The designers of the plane were quite proud of it, even as old men talking to the documentary cameras. They well should be, as it was a formidable technological achievement. One of the pilots talked about how many passengers would leave London at 10:30 am, arrive in New York at 9:30 am, conduct a day’s business, then ride the Concorde back to London in the evening, at $8,000 for round trip.

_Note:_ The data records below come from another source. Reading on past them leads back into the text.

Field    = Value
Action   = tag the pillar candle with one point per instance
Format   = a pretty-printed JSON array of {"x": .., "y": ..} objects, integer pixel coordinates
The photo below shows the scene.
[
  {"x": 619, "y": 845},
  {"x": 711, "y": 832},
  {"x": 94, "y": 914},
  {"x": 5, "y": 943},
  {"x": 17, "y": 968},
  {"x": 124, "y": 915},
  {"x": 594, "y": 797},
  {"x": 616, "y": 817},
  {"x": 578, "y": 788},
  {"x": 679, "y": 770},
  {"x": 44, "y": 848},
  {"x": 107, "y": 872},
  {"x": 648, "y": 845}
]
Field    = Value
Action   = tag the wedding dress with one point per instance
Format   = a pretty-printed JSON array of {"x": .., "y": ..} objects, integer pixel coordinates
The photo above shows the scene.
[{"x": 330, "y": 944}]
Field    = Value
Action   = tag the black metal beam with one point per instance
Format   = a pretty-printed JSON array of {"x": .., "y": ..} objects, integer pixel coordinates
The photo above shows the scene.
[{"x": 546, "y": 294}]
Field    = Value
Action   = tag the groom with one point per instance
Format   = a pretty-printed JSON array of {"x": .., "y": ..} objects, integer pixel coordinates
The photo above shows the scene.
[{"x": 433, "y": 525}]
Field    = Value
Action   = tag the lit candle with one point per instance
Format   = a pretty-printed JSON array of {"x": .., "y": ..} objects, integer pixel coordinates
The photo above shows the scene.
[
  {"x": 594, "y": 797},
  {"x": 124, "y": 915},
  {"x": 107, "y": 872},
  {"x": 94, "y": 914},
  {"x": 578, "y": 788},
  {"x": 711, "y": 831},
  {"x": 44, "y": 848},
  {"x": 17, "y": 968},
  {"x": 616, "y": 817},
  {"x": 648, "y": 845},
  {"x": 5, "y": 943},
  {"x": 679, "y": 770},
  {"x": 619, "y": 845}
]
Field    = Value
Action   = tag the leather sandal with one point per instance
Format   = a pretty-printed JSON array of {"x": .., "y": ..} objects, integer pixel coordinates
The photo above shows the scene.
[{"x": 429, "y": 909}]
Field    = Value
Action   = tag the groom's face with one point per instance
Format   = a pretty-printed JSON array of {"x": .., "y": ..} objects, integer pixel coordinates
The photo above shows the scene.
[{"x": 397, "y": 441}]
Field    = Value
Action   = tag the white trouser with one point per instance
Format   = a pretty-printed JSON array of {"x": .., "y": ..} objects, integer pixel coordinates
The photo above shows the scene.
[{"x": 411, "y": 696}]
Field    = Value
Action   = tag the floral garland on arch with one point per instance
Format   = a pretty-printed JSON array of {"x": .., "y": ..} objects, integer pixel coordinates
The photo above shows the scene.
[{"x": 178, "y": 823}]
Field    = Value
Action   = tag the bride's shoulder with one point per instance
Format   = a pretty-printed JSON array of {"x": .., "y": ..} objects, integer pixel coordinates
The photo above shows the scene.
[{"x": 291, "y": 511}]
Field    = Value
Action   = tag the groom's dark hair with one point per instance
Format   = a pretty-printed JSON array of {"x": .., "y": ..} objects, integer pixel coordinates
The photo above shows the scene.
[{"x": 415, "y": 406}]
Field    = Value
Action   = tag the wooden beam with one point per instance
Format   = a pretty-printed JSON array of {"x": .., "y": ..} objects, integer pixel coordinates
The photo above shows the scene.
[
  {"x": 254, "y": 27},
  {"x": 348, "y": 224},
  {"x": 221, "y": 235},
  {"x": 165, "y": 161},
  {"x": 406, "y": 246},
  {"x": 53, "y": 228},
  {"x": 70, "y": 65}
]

Here is the shocking take-away from the documentary. When they had finished the plane and were shopping it around, a number of countries complained about the noise, the sonic booms it would generate over every inch of its flight path. Eventually they sold zero planes, and the only airlines that put the Concorde into regular service were Air France and British Airways, the national carriers of the two countries that built it. That is not what is shocking. This is what is shocking: This was a surprise to them. The promoters and designers had apparently never considered that people might object to the noise. Never even thought about it.

Nor, it turns out, had they ever fully considered the cost/benefit ratio: Even at very high ticket prices, even at relatively full utilization, even when British Airways was given the planes for £1 each by the British government without having to shoulder any of the vast and deep more-than-decade-long development costs, the Concorde was hard to make a profit from. The crash of a Concorde in Paris in 2000, then 9/11 with its prolonged drop in air travel, spelled the beginning of the end. By 2003 both airlines had withdrawn the entire fleet from service and given up on the beautiful but flawed Concorde.